Quem são as pessoas do Segundo Torrão
Baixos níveis de escolaridade, famílias numerosas ou monoparentais, situações de desemprego ou emprego precário, devido a ausência de visto ou autorização de residência. Estes são alguns dos constrangimentos que os moradores do Segundo Torrão enfrentam, a par da sobrelotação, fragilidade das casas e captações ilegais de água e luz. Apesar das tentativas da autarquia em conter o crescimento do bairro, através do registo das casas, a equipa da Santa Casa observa novas construções e continua a receber inscrições para a creche.
PROXIMIDADE É A BASE DA INTERVENÇÃO
A equipa que assegura o acompanhamento social das famílias no Segundo Torrão explica ao VM que a confiança das famílias é conquistada através da escuta ativa e capacidade de interligar recursos na comunidade. Segundo Celina Paulo, “o nosso papel é acompanhar do nascimento à morte, por vezes várias gerações da mesma família, e ativar recursos na comunidade. Exige uma multiplicidade de atenções e um conhecimento do território e apoios disponíveis”.
A descentralização de competências para os municípios, que chegou à ação social em 2023, veio alterar este modelo de trabalho e os rácios de utente por técnico (250 famílias em ação social e 100 de RSI), comprometendo a proximidade que todos almejam. Isto porque, embora os serviços estejam fisicamente mais próximos, nalguns casos as técnicas “passaram de 70/90 processos para 200, gerando frustração nas equipas que têm dificuldade em estabelecer uma relação de proximidade com as famílias”, relata Fernanda Martins, do Centro Comunitário Pia II.

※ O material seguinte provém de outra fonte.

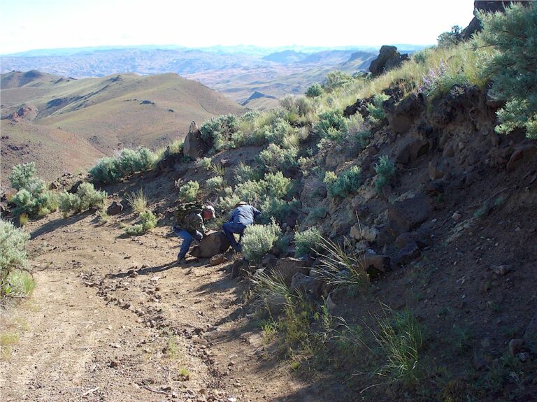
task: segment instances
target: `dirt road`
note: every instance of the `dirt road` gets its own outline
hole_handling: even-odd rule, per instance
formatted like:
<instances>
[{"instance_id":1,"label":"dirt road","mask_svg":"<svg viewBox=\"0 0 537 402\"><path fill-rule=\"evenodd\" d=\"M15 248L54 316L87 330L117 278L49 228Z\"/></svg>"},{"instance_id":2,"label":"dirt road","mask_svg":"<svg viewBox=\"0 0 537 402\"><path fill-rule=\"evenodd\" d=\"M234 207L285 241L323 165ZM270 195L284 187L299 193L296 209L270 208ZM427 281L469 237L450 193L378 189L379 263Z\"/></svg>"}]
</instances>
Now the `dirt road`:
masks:
<instances>
[{"instance_id":1,"label":"dirt road","mask_svg":"<svg viewBox=\"0 0 537 402\"><path fill-rule=\"evenodd\" d=\"M171 264L167 228L124 238L87 213L28 229L38 285L2 316L23 328L0 362L2 401L306 400L267 351L244 285L226 264Z\"/></svg>"}]
</instances>

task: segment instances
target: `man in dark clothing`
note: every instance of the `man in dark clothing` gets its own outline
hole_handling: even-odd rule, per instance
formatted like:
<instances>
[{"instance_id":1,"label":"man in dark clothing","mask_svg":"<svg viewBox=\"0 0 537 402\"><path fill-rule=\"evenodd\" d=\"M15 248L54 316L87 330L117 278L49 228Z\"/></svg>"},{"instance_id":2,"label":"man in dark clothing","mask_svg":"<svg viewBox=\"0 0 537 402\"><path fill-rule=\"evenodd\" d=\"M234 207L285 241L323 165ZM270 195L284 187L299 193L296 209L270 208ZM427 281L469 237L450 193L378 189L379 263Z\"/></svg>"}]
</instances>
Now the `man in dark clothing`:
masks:
<instances>
[{"instance_id":1,"label":"man in dark clothing","mask_svg":"<svg viewBox=\"0 0 537 402\"><path fill-rule=\"evenodd\" d=\"M173 233L182 239L181 248L177 256L178 264L186 262L185 257L192 241L195 239L199 242L203 238L203 235L207 231L203 220L208 220L213 217L215 217L215 208L210 206L204 206L201 211L188 213L185 215L182 222L178 222L173 225Z\"/></svg>"},{"instance_id":2,"label":"man in dark clothing","mask_svg":"<svg viewBox=\"0 0 537 402\"><path fill-rule=\"evenodd\" d=\"M261 212L244 201L241 201L235 206L235 209L231 211L231 215L229 216L229 220L222 227L224 234L229 241L229 244L235 251L241 251L242 247L240 242L243 238L244 229L247 226L254 223L255 218L259 215ZM233 234L237 234L239 236L239 243L235 240Z\"/></svg>"}]
</instances>

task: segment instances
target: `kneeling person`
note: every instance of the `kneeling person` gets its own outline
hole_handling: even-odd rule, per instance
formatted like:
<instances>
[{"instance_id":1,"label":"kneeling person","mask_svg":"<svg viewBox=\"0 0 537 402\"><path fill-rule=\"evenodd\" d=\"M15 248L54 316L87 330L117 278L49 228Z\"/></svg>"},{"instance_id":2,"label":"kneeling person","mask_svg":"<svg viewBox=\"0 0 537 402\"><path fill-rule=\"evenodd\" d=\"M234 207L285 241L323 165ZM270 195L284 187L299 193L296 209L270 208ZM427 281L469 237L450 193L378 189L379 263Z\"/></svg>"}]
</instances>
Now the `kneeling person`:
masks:
<instances>
[{"instance_id":1,"label":"kneeling person","mask_svg":"<svg viewBox=\"0 0 537 402\"><path fill-rule=\"evenodd\" d=\"M229 244L231 245L235 251L241 251L242 249L240 242L243 237L244 229L246 229L247 226L254 223L255 218L259 216L260 214L260 211L244 201L241 201L235 206L235 208L231 211L229 220L222 227L224 234L226 235L227 240L229 241ZM233 236L233 234L238 234L239 243L237 243L235 240L235 236Z\"/></svg>"},{"instance_id":2,"label":"kneeling person","mask_svg":"<svg viewBox=\"0 0 537 402\"><path fill-rule=\"evenodd\" d=\"M207 232L204 221L215 217L215 208L203 206L201 209L193 208L186 211L182 217L178 217L178 222L173 225L173 233L182 239L181 248L177 255L177 262L185 264L188 249L194 240L199 242Z\"/></svg>"}]
</instances>

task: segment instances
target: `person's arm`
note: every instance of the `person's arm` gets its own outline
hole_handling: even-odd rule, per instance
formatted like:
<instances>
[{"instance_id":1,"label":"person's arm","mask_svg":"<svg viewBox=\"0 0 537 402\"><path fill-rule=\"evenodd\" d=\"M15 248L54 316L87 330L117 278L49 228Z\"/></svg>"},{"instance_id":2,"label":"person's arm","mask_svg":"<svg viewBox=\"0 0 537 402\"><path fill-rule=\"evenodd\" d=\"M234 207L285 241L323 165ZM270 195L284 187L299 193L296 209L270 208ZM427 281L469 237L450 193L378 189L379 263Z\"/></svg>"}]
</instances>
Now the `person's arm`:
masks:
<instances>
[{"instance_id":1,"label":"person's arm","mask_svg":"<svg viewBox=\"0 0 537 402\"><path fill-rule=\"evenodd\" d=\"M255 208L254 207L252 207L252 209L254 212L254 219L257 219L257 217L261 215L261 211L258 209Z\"/></svg>"}]
</instances>

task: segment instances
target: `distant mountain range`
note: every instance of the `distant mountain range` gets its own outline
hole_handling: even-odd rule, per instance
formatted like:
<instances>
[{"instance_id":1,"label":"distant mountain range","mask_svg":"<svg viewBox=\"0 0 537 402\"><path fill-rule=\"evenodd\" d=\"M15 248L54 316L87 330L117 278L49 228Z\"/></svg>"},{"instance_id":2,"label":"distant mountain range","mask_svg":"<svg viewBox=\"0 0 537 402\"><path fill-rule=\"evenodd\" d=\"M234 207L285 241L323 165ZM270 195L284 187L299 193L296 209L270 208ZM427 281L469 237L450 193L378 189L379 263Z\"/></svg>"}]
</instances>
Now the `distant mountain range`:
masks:
<instances>
[{"instance_id":1,"label":"distant mountain range","mask_svg":"<svg viewBox=\"0 0 537 402\"><path fill-rule=\"evenodd\" d=\"M75 79L35 70L1 75L2 185L35 161L40 176L87 168L114 150L164 146L198 124L246 109L174 73Z\"/></svg>"},{"instance_id":2,"label":"distant mountain range","mask_svg":"<svg viewBox=\"0 0 537 402\"><path fill-rule=\"evenodd\" d=\"M397 47L401 52L424 48L413 45ZM0 61L2 73L38 70L76 78L119 73L142 76L176 73L248 106L248 99L256 91L278 98L303 93L313 82L322 81L331 70L341 69L349 73L366 70L378 51L376 48L363 46L105 46L31 50L0 56ZM277 103L275 99L273 101L263 103L263 107Z\"/></svg>"}]
</instances>

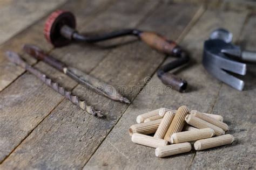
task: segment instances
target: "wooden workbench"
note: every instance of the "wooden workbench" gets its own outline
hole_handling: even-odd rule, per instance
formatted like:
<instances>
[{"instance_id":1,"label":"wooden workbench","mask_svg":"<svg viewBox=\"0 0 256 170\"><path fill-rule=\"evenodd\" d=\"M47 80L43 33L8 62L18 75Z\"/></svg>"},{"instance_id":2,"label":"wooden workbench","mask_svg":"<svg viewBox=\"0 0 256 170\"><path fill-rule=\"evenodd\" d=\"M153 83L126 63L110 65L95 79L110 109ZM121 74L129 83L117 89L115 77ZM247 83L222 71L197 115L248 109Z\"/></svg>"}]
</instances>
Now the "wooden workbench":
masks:
<instances>
[{"instance_id":1,"label":"wooden workbench","mask_svg":"<svg viewBox=\"0 0 256 170\"><path fill-rule=\"evenodd\" d=\"M248 67L242 77L245 90L238 91L207 73L201 63L203 42L219 27L231 31L234 42L255 50L255 8L239 8L239 4L220 8L224 6L221 1L213 1L217 2L208 8L180 1L1 1L0 14L5 17L0 19L0 169L255 169L255 66ZM56 8L73 12L82 32L138 27L178 41L192 58L190 65L175 73L188 82L187 91L166 91L156 72L173 58L134 38L54 48L46 41L43 29L47 16ZM65 75L25 54L21 49L24 43L35 44L68 65L115 87L125 87L126 91L122 93L131 104L86 91ZM103 110L106 118L86 114L10 63L4 55L7 50L18 52L30 64L73 89ZM150 81L146 82L149 77ZM155 157L154 149L132 143L128 129L136 123L137 115L182 105L222 115L235 141L164 159Z\"/></svg>"}]
</instances>

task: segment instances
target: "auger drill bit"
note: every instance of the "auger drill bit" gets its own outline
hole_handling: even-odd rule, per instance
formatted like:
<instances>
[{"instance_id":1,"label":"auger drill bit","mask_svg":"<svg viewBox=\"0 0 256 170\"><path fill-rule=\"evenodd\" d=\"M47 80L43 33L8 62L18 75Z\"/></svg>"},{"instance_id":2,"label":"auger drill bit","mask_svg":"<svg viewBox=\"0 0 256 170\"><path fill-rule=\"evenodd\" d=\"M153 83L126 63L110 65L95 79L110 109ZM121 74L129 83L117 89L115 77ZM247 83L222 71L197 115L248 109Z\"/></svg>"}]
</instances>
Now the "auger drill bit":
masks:
<instances>
[{"instance_id":1,"label":"auger drill bit","mask_svg":"<svg viewBox=\"0 0 256 170\"><path fill-rule=\"evenodd\" d=\"M175 42L169 40L154 32L137 29L122 30L95 36L85 36L76 30L76 24L75 16L71 12L56 11L50 15L45 23L44 29L45 37L49 42L57 47L73 41L95 43L122 36L135 36L160 52L181 58L164 66L164 68L161 68L158 72L158 75L164 84L170 85L174 89L181 92L186 89L187 83L185 81L173 74L167 73L171 69L184 65L189 60L187 53L185 56L184 52L180 53L181 48Z\"/></svg>"},{"instance_id":2,"label":"auger drill bit","mask_svg":"<svg viewBox=\"0 0 256 170\"><path fill-rule=\"evenodd\" d=\"M71 91L65 89L58 83L54 82L51 79L48 77L45 74L32 67L31 65L24 61L18 54L14 52L8 51L6 52L6 55L10 61L23 67L26 70L40 79L40 80L48 86L53 89L62 95L65 96L65 98L73 104L78 105L82 110L85 110L88 114L93 116L98 117L103 117L103 115L101 113L100 111L96 110L93 106L87 105L86 101L81 100L77 96L72 94Z\"/></svg>"},{"instance_id":3,"label":"auger drill bit","mask_svg":"<svg viewBox=\"0 0 256 170\"><path fill-rule=\"evenodd\" d=\"M85 85L86 87L93 90L96 93L105 96L114 101L119 101L123 103L130 103L126 98L123 97L112 86L81 72L58 60L52 56L47 55L38 47L26 44L23 46L23 50L31 56L37 59L43 60L60 72L68 75L78 83Z\"/></svg>"}]
</instances>

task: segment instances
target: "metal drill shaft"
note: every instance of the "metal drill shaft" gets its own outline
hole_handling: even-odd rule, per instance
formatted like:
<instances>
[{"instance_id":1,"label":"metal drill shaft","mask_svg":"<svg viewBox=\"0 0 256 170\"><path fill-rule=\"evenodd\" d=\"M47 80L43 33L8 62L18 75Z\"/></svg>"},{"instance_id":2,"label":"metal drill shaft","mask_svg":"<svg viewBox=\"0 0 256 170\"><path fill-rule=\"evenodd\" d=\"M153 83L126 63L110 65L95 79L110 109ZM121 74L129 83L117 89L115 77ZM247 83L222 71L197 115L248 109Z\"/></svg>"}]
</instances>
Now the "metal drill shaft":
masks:
<instances>
[{"instance_id":1,"label":"metal drill shaft","mask_svg":"<svg viewBox=\"0 0 256 170\"><path fill-rule=\"evenodd\" d=\"M24 61L18 54L13 52L8 51L6 53L6 55L10 61L15 63L36 76L48 86L53 89L62 95L65 96L65 97L71 101L73 104L78 105L82 110L85 110L87 113L95 116L98 117L102 117L103 116L100 111L96 110L93 106L87 105L85 101L81 100L78 96L73 95L71 91L66 90L65 88L60 86L58 83L54 82L52 80L48 77L45 74L32 67L31 65Z\"/></svg>"},{"instance_id":2,"label":"metal drill shaft","mask_svg":"<svg viewBox=\"0 0 256 170\"><path fill-rule=\"evenodd\" d=\"M129 100L123 97L112 86L106 84L78 69L68 67L60 61L46 54L36 46L26 44L23 46L23 50L32 56L42 60L58 69L78 83L85 85L87 88L96 93L104 95L113 100L119 101L125 103L130 103Z\"/></svg>"}]
</instances>

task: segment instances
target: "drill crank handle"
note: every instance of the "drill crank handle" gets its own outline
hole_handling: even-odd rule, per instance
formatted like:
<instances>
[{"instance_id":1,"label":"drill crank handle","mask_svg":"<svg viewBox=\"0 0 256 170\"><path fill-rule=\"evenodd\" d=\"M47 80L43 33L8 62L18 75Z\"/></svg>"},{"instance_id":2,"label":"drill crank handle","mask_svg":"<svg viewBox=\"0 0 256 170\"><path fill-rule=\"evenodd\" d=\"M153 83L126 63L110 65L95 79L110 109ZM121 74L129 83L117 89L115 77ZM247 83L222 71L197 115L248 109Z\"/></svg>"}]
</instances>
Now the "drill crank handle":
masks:
<instances>
[{"instance_id":1,"label":"drill crank handle","mask_svg":"<svg viewBox=\"0 0 256 170\"><path fill-rule=\"evenodd\" d=\"M139 37L151 48L167 55L174 54L173 51L177 47L175 42L153 32L142 32Z\"/></svg>"},{"instance_id":2,"label":"drill crank handle","mask_svg":"<svg viewBox=\"0 0 256 170\"><path fill-rule=\"evenodd\" d=\"M35 45L25 44L23 46L23 49L31 56L38 60L44 61L60 72L63 72L64 69L67 67L65 63L47 55L44 51Z\"/></svg>"},{"instance_id":3,"label":"drill crank handle","mask_svg":"<svg viewBox=\"0 0 256 170\"><path fill-rule=\"evenodd\" d=\"M174 41L168 40L154 32L136 29L122 30L98 36L85 36L79 34L75 29L64 25L62 27L60 33L68 39L87 43L95 43L125 36L134 36L139 38L151 48L167 55L172 55L173 50L177 46Z\"/></svg>"},{"instance_id":4,"label":"drill crank handle","mask_svg":"<svg viewBox=\"0 0 256 170\"><path fill-rule=\"evenodd\" d=\"M242 51L241 59L243 61L256 62L256 52L251 51Z\"/></svg>"}]
</instances>

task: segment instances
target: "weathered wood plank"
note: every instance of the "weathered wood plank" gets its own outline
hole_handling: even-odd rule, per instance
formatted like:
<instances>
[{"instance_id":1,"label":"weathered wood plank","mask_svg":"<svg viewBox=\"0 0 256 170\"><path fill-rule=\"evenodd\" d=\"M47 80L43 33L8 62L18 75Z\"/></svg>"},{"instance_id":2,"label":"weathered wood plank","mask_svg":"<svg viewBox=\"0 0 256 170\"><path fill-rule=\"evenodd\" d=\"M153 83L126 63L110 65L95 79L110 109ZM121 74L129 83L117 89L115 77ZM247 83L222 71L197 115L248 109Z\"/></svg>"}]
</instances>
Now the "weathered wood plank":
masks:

Apesar desta “fase de adaptação, mais crítica”, a coordenadora do serviço de atendimento e acompanhamento social da Santa Casa considera que esta alteração permite uma “perceção do território no seu todo, maior partilha com a equipa da autarquia e, possivelmente, um papel mais ativo em futuros processos de realojamento”.
Na avaliação que faz deste “momento de transição”, o provedor Joaquim Barbosa admite que as “necessidades podem ser mais do que as estimadas em termos de técnicos”, mas assume-se, ainda assim, um “adepto convicto da transferência de competências por permitir que agora todas as pessoas tenham a possibilidade de receber apoio”.